É uma vergonha que os representantes do governo dos E.U.A. Mintam ao dizer que este país é o maior doador de ajuda humanitária a Cuba. Os dados utilizados são falsos. Misturam, em números fantasiosos e maliciosos, a quantidade de supostas licenças e operações que não produzem, e que ocorrem com a ajuda de exilados cubanos que vivem aqui, enviadas por seus próprios esforços, de suas famílias. Sucessivas administrações dos E.U.A. têm perseguido e assediado ONGs que enviam ajuda humanitária a Cuba e, como resultado, a metade deles pararam.
Nem mesmo um ano atrás, quando Cuba foi devastada por três furacões que causaram perdas equivalentes a 20% do nosso PIB, a administração Bush respondeu ao nosso pedido para que as empresas dos E.U.A., excepcionalmente, nos vendessem materiais de construção, telhados e empréstimos privados.
Senhor Presidente:
Os delegados dos Estados Unidos, em várias reuniões, indicaram as medidas tomadas pelo seu governo para eliminar as restrições mais brutais que aplicou George W. Bush às viagens dos emigrantes cubanos e o envio de ajuda aos seus familiares, bem como a retomada das conversações bilaterais sobre a migração e a mala direta.

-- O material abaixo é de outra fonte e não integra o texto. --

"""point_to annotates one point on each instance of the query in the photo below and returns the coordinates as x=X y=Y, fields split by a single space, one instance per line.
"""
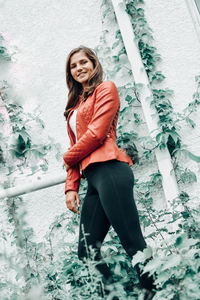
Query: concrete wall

Essas ações são positivas, mas extremamente limitadas e insuficientes. A realidade é que nem mesmo voltou à situação que prevaleceu até o início de 2004, quando a América do Norte permitiu um certo nível de intercâmbio acadêmico, cultural, científico, desportivo com homólogos cubanos, que continuam proibidos.
Algumas propostas vagas na área de telecomunicações são simplesmente inaplicáveis, enquanto não forem eliminadas algumas das restrições em vigor e pôr fim à prática de roubar fundos cubanos das operações no campo, congelados em bancos norte-americanos, na implementação das decisões de juízes venais que violam suas próprias leis.
Ao restaurar o direito dos residentes de origem cubana de viajar para a ilha, resulta ainda mais absurdo a proibição de norte-americanos viajarem a Cuba, o único lugar vetado a eles em todo o planeta. Os cidadãos norte-americanos que pagam impostos não têm a liberdade de viajar à Cuba, apesar da Constituição estadunidense supostamente garanti-lo. Os norte-americanos não têm direito de receber informações em primeira mão sobre Cuba.